The Egyptian Petroleum Ministry announced on Saturday 30 August that Egypt has concluded four oil and gas exploration deals with global companies worth over USD 340 million (EGP 17 billion).

The agreements, signed through the state-owned Egyptian Natural Gas Holding Company (EGAS), include plans to drill 10 wells as part of the government’s strategy to expand exploration and strengthen output.

Once a net exporter of energy, Egypt now depends more heavily on imports to satisfy growing domestic consumption, as production from mature fields declines and new investment struggles to keep pace according to Reuters.

Egypt’s natural gas production fell sharply in May to 3.55 million cubic meters as opposed to 6.13 million cubic meters, more than 40 percent lower than in March 2021, according to figures from the Joint Organisations Data Initiative (JODI).

To counter the decline, the Ministry announced a series of new exploration agreements.
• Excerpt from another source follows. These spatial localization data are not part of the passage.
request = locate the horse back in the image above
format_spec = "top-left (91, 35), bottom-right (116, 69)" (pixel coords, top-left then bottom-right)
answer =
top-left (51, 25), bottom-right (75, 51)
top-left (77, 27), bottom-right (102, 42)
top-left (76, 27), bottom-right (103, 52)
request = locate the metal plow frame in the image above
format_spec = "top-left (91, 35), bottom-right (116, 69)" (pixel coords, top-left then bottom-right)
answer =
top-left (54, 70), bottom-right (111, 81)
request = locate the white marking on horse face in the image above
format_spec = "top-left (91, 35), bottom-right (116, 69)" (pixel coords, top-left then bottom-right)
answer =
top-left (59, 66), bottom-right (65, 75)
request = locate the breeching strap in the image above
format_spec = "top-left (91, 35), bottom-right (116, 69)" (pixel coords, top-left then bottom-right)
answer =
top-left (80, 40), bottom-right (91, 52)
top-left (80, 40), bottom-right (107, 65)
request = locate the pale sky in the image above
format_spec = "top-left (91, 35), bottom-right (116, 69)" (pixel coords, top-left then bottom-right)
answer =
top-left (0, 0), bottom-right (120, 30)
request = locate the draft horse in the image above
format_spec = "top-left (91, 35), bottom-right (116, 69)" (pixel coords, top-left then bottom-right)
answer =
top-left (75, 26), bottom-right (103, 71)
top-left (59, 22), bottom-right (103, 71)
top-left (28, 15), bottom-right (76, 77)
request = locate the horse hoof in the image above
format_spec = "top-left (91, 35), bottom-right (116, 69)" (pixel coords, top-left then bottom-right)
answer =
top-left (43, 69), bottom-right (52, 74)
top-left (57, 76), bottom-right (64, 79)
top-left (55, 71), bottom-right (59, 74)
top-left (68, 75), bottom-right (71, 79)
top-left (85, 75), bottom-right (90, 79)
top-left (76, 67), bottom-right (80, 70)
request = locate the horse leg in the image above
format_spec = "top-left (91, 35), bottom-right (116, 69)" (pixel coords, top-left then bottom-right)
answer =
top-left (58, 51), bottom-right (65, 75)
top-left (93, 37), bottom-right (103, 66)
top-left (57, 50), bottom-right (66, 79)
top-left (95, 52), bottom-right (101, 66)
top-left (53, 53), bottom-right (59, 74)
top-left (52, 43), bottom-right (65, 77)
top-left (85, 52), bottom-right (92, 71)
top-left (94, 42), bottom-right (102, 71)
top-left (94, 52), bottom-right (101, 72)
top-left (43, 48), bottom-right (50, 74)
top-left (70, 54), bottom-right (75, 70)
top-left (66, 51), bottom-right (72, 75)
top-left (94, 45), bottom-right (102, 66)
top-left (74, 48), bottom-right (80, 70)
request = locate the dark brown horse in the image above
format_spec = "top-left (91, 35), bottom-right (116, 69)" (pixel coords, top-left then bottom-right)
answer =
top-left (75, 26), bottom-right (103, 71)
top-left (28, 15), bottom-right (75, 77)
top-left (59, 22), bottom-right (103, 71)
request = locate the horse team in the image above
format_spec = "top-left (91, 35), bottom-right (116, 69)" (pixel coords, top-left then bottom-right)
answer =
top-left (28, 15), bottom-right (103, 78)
Oil major Shell, a british multinational oil and gas company, will invest USD 120 million (EGP 6 billion) to drill three offshore wells in the Mediterranean’s Merneith block, while Italy’s Eni, a multinational energy company, has committed USD 100 million (EGP 5 billion) to sink three wells in the East Port Said concession.

A further USD 109 million (EGP 5.5 billion) agreement was awarded to Arcius Energy, a joint venture between BP, a British multinational oil and gas company, (51 percent) and XRG, an energy investment company focusing on international gas (49 percent), to carry out exploration in the North Damietta offshore area. In addition, Russia’s Zarubezhneft signed a USD 14 million (EGP 700 million) deal to drill four onshore wells in the Nile Delta’s North El-Khatatba block.

These new agreements mark the latest step in Egypt’s efforts to boost exploration and address its changing energy balance.